If the Strait of Hormuz reopens, Bangladesh can breathe. The damaged QatarEnergy infrastructure -- the two destroyed trains -- likely does not have a direct impact on Bangladesh’s contracted supply. The trains serving Bangladesh’s contracts appear to be intact.

The indirect impact, however, is real. The buyers who were earmarked for the damaged trains -- China, South Korea, Italy, Belgium -- will now compete aggressively in the spot market for replacement volumes. That drives up prices for everyone, including Bangladesh.

And on the diversification point: Bangladesh imported a grand total of one LNG cargo from Angola in its April schedule. One out of eleven cargoes from a non-Hormuz route. That’s the extent of the geographical diversification. I wonder whether the previous government’s troubled relationship with the US in 2023 played any role in the absence of direct US-sourced LNG contracts.

Going forward, finding the LNG to buy will be a bigger problem than reserve depletion. Large economies will deploy all their soft and hard power to procure gas. Japan, South Korea, and India all have better bargaining chips in this situation compared to Bangladesh. China and Pakistan have their own leverage to ensure they get priority access.

Two things to keep in mind. One issue is LNG production. The other is transportation. If Hormuz is closed, transportation is the bottleneck -- the problem isn’t making the gas, it’s moving it, and everyone is affected. If Hormuz reopens, then only the buyers of the physically damaged trains remain affected, because that production capacity is gone for years.

For Bangladesh, the first problem is the immediate crisis. The second --  mercifully -- appears to be someone else’s.
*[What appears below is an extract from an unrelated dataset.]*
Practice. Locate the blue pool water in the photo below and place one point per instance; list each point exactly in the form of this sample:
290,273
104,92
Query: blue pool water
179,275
Disclaimer: All figures are approximate and based on publicly available reporting from Financial Express BD, The Business Standard BD, LNG Prime, Petrobangla data, QatarEnergy official statements, IEEFA, Al Jazeera, CNBC, Reuters, and other sources. Train-to-contract mapping is inferred from public statements — QatarEnergy does not publicly disclose internal production allocation. This is not investment or policy advice.

Taukir Aziz is a specialist in personal finance and currently serves as a tax and investment planning specialist at Credyt.